Your team maps each documentation section to its action options — ticket creation, diagnostic flows, knowledge recommendations — and MatrixFlows surfaces the right action in context, with the visitor's reading history passed to the downstream system so they do not have to re-describe their situation.
We document multiple product lines in multiple languages — can one documentation platform serve all of them without separate instances?
MatrixFlows runs all your product documentation and regional language variants from a shared platform, applying the right language, product scope, and access rules to each visitor based on their context — so your team maintains documentation structure in one place rather than running separate Confluence instances or Notion workspaces per product line or region. Adding a new product documentation set means configuring it within the shared system, not deploying and maintaining a new instance.
Confluence is typically deployed as a shared instance but teams operating across multiple products often partition into separate spaces with separate permission schemes that diverge over time. SharePoint deployments multiply by region — separate SharePoint sites with separate content management, separate search indexes, and separate analytics. Notion workspaces are per-team, so multi-product organizations typically end up with separate workspaces that cannot share content structure.

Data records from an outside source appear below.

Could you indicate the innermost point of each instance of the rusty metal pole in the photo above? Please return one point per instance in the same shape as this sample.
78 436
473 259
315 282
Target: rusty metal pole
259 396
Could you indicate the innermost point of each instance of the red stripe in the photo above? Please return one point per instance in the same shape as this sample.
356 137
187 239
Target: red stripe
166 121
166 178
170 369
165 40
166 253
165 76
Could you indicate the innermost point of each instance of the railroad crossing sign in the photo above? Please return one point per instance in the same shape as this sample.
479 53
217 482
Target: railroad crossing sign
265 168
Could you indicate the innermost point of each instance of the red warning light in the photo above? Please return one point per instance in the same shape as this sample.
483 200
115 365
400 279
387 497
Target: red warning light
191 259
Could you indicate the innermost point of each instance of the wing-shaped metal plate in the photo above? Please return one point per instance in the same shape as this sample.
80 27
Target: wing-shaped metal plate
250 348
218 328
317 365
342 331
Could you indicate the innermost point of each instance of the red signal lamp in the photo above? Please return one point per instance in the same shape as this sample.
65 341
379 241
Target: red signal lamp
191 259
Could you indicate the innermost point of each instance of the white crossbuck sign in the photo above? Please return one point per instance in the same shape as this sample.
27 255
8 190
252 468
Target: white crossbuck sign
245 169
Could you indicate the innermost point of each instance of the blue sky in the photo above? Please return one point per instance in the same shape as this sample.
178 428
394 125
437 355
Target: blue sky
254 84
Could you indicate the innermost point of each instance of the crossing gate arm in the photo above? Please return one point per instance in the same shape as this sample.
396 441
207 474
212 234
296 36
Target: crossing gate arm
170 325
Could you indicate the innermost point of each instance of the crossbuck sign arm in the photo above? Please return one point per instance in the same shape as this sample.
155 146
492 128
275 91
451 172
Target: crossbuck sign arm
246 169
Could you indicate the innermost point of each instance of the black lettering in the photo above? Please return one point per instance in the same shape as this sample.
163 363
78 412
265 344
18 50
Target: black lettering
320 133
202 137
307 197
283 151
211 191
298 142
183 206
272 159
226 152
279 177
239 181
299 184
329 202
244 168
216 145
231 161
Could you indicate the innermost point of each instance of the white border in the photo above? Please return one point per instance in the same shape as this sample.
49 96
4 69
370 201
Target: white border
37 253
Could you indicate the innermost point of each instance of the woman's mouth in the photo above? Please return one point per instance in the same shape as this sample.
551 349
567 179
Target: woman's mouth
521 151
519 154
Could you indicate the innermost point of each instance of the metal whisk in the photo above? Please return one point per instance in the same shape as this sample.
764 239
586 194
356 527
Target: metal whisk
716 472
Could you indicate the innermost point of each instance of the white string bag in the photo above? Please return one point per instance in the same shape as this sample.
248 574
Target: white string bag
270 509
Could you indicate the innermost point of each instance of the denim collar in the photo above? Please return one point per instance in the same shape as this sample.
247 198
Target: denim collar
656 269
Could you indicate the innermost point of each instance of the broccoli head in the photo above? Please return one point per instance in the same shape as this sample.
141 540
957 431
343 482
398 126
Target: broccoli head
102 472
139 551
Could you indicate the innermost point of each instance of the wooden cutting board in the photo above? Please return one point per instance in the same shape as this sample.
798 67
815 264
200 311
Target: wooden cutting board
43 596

Your team defines the shared documentation architecture once — product hierarchy, audience scoping, language configurations, action options — and MatrixFlows renders the right documentation set for each visitor at load time. No instance multiplication required.
How do we measure whether our documentation is resolving customer questions rather than just generating page views?
MatrixFlows tracks resolution outcomes at the documentation level — how many visitors who read a documentation article did not open a support ticket in the following 48 hours, how many articles with high view counts still generate high ticket volumes (signaling the content is not actually resolving the issue), and which documentation sections have the highest escalation rates after reading — so your team can identify and fix documentation gaps rather than celebrate view counts. A documentation article viewed 5,000 times a month that still generates 4,000 related tickets is not performing.
Confluence and SharePoint report on page views and search queries. They do not connect page visits to downstream support ticket volumes in a way that reveals whether the documentation is actually resolving issues. Measuring documentation deflection impact requires joining page-view analytics to helpdesk ticket data — a custom data project that most teams deprioritize indefinitely.
Your team sees a deflection report per documentation section — visits, inline resolutions, tickets opened within 48 hours, and documentation gap flags where high-traffic articles correlate with high ticket volumes — updated without custom data joins, in the same interface where you manage content.